To sum up: the cells of the complex organism depend for their duration of life not so much on an inborn store of vitality as on metabolic changes in the colloids which in their turn are modified or controlled by extrinsic factors of various kinds.

Relation of the Endocrine Glands to Senescence

As the metabolic activities of the cells of the body generally are markedly influenced by the secretions of the ductless glands, the relations between these endocrine glands and senescence demand some discussion.
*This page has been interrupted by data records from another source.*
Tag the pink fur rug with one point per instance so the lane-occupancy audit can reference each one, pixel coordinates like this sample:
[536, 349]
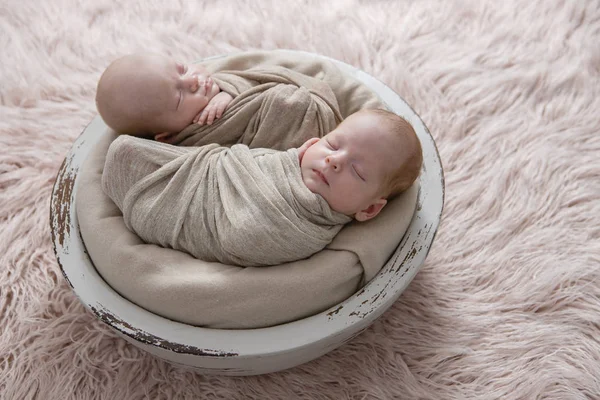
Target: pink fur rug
[507, 305]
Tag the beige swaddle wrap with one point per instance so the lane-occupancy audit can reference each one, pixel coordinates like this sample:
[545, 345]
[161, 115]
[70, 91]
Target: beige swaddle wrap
[273, 107]
[232, 205]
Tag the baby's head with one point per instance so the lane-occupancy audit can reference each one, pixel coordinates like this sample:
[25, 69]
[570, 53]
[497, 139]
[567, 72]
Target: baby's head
[372, 156]
[143, 94]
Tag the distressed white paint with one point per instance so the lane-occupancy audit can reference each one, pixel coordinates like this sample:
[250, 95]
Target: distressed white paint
[257, 351]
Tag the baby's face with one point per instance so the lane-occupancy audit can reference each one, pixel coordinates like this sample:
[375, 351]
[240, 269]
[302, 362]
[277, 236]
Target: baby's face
[348, 166]
[170, 93]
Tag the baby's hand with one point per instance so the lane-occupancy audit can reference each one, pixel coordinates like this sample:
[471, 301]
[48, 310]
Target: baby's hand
[214, 109]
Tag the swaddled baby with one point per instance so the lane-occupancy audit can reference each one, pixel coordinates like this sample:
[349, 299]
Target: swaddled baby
[256, 207]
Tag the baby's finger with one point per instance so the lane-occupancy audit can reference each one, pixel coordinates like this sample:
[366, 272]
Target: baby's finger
[203, 115]
[211, 115]
[220, 109]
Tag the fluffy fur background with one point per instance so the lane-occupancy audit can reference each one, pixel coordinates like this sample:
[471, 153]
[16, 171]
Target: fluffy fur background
[507, 305]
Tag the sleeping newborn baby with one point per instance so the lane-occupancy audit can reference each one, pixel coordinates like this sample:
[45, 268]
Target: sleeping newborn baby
[259, 207]
[151, 95]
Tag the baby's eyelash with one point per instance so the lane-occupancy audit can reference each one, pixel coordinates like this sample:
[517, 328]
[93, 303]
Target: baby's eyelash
[356, 171]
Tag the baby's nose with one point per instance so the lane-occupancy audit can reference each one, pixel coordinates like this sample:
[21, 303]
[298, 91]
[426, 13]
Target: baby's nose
[191, 82]
[333, 162]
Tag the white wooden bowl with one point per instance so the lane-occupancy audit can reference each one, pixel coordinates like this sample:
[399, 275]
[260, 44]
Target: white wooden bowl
[249, 351]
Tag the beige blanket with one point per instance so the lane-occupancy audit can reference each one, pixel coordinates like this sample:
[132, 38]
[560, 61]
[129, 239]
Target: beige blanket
[179, 287]
[240, 206]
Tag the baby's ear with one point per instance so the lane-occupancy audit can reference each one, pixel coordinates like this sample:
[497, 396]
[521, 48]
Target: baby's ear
[305, 147]
[371, 211]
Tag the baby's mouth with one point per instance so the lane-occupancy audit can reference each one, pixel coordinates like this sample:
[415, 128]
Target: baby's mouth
[321, 176]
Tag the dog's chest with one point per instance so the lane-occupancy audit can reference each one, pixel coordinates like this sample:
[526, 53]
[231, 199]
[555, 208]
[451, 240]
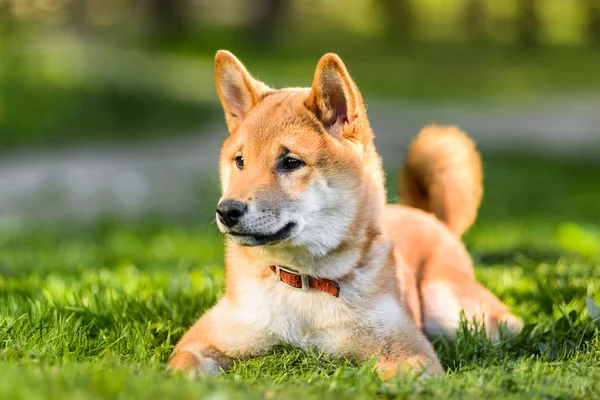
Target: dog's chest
[301, 318]
[315, 318]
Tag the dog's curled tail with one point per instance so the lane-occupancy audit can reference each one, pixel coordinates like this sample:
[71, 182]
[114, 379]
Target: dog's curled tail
[442, 174]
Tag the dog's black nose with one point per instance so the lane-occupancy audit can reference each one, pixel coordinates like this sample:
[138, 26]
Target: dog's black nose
[230, 212]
The process of reproduction leads to rejuvenescence in the protozoa, and it might therefore be imagined that in the higher animals continued activity of the sexual glands would similarly exert a rejuvenating influence on the remaining cells of the body. But the process of specialization has gone so far in the cells of the higher animals that the highly differentiated cells, especially of the nervous system, cannot fairly be compared with the constituent molecules of a unicellular organism. As sexual activity is the biological reason for existence and as in vigorous men sexual power may last long beyond the usual period, man being regarded as old as his sexual glands, it has been widely imagined that the functional activity of the sex glands is in some way a cause, rather than a manifestation, of the preservation of bodily vigour, and conversely that failure and atrophy of the sexual glands cause old age and senility. There is an attraction, though not without the danger of fallacies, in interpreting the words of older writers as prophetic anticipations of quite modern knowledge. But with this caution in mind there is some ground for crediting Hufeland[93] with some idea of the internal secretion of the sexual glands: as long ago as the end of the eighteenth century he wrote “the organs of generation have the power of secreting the finest and most spiritual parts of our nourishment; but at the same time they are so organised that these perfected and ennobled juices can again return and be received into the blood. Like the brain, therefore, they belong to those important organs which serve for bringing to perfection and ennobling our organic matter and power, and even ourselves.”